Quando l’uomo provò ad aprire l’unica porta rimasta, questa si aprì, facilmente. Si infilò dentro velocemente.

Un enorme sala con una serie di armadi metallici tutt’intorno, centinaia di faldoni in procinto di esplodere disseminati sul pavimento, in ogni angolo, accatastati l’uno sull’altro. Dinanzi a sé, un giovane dagli occhi azzurri intento a schizzare una prospettiva isometrica con una biro blu, sorpreso nel suo infinito torpore, senza schiodare gli occhi dal foglio, il ragazzo interruppe il silenzio.

Lei è ?”, gli chiese.

L’uomo disse il suo nome, la sua voce gli uscì come da un telepass in maniera elettronica e fredda.

Seguì un secondo di silenzio, profondo come un pozzo asciutto.

Si accomodi, da questa parte”.

Un vecchio con occhiali spessi un metro, dietro una scrivania piena di fascicoli legati con lo spago doppio, gli aveva fatto un cenno con la mano.

Il ragazzo riprese a disegnare la sua prospettiva, l’uomo fece due passi verso la sua destra, attraversò una passerella stretta tra gli armadi e raggiunse la scrivania del vecchio.

Si segga pure” disse questi che aveva capelli lisci e radi di color argento.
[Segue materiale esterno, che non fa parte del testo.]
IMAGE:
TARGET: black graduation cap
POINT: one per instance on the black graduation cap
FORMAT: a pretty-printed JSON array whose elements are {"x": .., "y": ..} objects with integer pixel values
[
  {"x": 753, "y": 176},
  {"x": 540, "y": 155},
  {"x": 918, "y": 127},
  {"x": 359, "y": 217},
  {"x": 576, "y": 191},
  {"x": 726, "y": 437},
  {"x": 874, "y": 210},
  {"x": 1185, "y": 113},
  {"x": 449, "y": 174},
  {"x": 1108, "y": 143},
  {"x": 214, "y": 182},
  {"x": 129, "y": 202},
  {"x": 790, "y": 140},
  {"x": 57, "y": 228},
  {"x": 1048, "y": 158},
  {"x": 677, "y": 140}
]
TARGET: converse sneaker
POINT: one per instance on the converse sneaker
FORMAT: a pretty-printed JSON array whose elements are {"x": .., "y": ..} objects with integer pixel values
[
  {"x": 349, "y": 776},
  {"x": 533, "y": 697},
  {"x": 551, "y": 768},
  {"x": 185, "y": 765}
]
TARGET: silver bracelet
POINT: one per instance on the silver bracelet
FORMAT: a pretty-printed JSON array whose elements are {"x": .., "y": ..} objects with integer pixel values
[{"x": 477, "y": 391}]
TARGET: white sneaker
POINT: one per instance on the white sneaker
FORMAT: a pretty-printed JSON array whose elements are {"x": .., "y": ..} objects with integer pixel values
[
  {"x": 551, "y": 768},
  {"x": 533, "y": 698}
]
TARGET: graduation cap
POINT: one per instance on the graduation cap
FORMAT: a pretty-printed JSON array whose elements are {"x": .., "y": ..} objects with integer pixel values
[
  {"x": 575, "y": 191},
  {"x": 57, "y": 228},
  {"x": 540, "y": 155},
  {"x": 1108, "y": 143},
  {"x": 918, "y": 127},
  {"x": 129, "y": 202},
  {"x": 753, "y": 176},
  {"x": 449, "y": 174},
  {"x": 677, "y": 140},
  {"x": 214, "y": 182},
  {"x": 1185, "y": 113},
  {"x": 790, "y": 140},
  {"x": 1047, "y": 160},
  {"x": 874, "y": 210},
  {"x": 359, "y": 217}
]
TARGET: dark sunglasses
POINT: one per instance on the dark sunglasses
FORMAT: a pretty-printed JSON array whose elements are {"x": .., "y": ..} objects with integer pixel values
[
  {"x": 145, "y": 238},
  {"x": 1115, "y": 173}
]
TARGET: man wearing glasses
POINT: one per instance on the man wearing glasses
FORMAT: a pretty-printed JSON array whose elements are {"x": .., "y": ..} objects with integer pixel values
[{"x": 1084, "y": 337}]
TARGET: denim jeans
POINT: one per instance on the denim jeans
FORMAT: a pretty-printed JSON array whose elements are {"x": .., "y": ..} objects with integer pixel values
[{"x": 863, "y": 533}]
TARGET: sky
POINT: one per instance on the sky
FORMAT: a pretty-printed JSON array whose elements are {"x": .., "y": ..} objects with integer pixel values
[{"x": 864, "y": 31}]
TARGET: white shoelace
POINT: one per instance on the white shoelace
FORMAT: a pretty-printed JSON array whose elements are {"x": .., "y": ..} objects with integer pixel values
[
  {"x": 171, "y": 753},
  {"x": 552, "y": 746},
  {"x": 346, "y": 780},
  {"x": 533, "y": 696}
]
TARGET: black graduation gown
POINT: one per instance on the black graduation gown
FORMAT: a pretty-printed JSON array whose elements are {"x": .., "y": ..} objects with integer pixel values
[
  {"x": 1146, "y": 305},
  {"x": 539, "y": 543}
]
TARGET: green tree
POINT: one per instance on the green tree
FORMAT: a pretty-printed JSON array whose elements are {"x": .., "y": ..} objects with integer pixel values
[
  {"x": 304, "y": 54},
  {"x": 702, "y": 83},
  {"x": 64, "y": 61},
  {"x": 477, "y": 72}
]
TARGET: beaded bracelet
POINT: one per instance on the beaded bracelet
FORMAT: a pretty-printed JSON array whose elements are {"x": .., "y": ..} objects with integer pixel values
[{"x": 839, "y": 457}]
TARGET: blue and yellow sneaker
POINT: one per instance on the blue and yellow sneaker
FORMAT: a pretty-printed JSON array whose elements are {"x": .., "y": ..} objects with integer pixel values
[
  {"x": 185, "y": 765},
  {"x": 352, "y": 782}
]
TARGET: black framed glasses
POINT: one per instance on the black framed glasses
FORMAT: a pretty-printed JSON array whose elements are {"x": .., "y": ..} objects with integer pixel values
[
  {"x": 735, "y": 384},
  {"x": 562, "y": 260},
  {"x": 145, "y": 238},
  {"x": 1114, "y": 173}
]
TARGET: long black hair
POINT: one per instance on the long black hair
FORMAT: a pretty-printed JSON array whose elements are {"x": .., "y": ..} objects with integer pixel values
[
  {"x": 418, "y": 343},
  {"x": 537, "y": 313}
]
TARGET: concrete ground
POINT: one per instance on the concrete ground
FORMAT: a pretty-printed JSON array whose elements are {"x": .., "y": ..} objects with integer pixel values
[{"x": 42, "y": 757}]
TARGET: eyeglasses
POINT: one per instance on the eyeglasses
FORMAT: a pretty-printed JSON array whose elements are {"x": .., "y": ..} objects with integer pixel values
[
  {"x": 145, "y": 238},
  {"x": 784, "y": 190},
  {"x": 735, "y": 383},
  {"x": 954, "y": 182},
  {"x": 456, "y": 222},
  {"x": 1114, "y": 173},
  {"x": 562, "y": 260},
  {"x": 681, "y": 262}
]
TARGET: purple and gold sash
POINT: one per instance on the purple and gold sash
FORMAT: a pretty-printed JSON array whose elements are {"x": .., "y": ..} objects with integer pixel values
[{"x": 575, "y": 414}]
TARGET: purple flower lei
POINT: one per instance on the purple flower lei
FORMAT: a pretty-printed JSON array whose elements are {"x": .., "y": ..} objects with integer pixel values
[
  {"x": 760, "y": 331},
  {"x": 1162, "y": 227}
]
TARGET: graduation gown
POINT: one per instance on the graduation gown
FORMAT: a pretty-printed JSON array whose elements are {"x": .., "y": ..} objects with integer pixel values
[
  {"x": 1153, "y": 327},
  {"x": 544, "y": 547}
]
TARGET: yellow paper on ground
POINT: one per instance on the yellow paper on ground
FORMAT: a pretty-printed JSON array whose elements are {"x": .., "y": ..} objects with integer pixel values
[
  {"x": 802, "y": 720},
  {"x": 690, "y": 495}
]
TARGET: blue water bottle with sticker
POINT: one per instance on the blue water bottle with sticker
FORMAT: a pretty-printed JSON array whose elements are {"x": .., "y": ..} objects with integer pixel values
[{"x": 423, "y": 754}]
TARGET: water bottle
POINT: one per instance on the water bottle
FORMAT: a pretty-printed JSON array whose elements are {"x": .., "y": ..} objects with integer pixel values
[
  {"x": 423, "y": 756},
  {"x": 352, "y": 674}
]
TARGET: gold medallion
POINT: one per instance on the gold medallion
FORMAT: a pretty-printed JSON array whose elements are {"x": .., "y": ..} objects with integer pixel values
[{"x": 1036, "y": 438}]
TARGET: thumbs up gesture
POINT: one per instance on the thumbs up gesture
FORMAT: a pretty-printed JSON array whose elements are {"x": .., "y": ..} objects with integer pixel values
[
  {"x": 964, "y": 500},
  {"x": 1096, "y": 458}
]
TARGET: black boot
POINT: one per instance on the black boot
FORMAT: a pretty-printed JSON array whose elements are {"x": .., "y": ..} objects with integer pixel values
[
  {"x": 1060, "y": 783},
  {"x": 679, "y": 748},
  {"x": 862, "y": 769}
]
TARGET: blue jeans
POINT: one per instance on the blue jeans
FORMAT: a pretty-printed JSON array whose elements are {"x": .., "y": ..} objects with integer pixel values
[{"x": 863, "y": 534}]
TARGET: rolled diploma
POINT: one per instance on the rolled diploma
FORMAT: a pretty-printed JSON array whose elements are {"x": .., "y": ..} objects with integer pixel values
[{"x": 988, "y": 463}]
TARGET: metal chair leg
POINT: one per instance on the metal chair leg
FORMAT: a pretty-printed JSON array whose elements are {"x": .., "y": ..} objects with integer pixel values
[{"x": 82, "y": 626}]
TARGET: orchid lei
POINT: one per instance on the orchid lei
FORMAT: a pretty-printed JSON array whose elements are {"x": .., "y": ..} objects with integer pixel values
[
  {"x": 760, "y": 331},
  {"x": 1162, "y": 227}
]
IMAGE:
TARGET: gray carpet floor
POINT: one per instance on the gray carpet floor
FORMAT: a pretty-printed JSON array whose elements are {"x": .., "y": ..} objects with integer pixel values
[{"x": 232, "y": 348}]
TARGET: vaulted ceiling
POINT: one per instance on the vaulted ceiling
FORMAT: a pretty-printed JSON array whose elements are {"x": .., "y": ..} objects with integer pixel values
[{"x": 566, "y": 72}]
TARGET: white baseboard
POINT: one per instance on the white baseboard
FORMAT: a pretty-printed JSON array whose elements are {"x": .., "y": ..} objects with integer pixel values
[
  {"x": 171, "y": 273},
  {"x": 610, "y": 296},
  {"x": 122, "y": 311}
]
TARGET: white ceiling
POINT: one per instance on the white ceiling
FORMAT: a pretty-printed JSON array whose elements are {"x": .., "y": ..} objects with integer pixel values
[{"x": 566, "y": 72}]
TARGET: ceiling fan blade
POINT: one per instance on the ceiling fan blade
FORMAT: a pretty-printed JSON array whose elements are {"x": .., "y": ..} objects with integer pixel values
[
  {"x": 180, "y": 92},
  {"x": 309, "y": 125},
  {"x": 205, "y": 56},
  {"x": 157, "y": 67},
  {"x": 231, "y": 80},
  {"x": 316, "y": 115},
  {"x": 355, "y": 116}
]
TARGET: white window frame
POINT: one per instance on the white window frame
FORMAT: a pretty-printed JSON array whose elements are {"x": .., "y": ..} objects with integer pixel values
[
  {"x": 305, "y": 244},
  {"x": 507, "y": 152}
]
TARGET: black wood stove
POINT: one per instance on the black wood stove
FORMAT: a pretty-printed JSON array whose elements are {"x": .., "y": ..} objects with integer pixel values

L’uomo si sedette con un movimento lento e preciso, senza perdere di vista il vecchio che intanto aprì un armadio, ne guardò il contenuto dall’alto al basso per qualche secondo puntandogli l’indice contro e poi ne estrasse un grosso fascicolo, quindi tornò a sedersi senza tradire nessuna emozione.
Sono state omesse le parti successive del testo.